Residing over Plaza del Mercado Grande, its projection is similar to that of the Basilica of San Vicente. The monarchs swore their respect for the charters of Castile in the atrium of the church, which underlines its importance during the period in which the town achieved its greatest relevance in the world of politics.
It has a Latin-cross layout with a central nave that is larger than the side naves. Its construction began in the second quarter of the 12th century and was completed in the 13th century after a period in which the work was stopped. The architecture and decoration shows an evolution of particular interest as a result of the delays in the construction work.
It has a triple upper end with an apse on each nave and a magnificent collection of sculptures showing plant, animal and geometric motifs and scenes from the Bible. The ceilings were covered with barrel and groined vaults in the 13th century.
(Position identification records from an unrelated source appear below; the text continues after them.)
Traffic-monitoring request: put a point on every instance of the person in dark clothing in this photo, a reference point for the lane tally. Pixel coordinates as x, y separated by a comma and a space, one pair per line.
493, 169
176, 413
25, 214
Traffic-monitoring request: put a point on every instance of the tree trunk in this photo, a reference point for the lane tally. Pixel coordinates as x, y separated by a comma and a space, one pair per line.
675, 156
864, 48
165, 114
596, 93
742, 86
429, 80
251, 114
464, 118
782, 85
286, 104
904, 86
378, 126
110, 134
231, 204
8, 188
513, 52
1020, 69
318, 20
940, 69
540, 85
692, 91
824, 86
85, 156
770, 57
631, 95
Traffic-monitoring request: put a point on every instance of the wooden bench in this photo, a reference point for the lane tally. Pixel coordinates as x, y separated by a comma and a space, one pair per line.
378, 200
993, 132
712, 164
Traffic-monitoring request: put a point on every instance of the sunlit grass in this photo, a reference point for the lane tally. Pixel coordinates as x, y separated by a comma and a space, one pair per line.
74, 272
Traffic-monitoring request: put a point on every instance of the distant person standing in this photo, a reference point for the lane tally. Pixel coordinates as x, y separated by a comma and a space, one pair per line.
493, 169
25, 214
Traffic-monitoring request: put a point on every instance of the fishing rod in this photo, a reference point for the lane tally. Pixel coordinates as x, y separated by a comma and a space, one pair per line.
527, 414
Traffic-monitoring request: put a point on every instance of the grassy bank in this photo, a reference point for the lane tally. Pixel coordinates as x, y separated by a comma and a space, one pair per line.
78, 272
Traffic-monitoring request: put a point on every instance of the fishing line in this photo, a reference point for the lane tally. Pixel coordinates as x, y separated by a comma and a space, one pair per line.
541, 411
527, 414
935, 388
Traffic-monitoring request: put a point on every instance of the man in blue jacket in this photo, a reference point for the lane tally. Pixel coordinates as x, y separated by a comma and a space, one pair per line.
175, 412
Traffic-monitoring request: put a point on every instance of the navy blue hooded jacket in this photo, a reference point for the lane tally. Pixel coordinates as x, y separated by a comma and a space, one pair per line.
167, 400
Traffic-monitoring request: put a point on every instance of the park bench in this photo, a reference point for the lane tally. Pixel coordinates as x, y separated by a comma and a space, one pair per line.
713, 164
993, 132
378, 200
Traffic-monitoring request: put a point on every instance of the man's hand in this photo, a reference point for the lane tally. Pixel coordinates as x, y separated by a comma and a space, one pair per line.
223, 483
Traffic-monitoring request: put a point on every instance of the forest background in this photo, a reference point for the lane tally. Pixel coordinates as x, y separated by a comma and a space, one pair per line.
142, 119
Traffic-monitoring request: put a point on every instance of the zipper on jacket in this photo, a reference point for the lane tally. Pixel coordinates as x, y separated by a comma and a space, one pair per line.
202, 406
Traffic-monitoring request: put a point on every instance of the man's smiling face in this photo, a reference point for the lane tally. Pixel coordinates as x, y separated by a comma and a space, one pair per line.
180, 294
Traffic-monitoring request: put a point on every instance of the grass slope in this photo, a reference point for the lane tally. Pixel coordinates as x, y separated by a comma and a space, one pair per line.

Over time, the arches became forerunners to those used in the Gothic period. Finally, a tower was built on the place where the central nave intersects with the transept.
The main front has two bodies: the upper body is dominated by a large rose window and the lower body has a porch in which the size of the entrance is magnified by six plain archivolts. The southern porch is similar but smaller in size. The northern entrance is more ornamental and moulded with five archivolts, two of which are decorated with typical Ávila-style rosettes.
The interior stands out thanks to the panels distributed around the walls of the nave, the Renaissance-style altars and the altarpiece in the main chapel, together with its grilles.
It was designated a National Monument in 1914.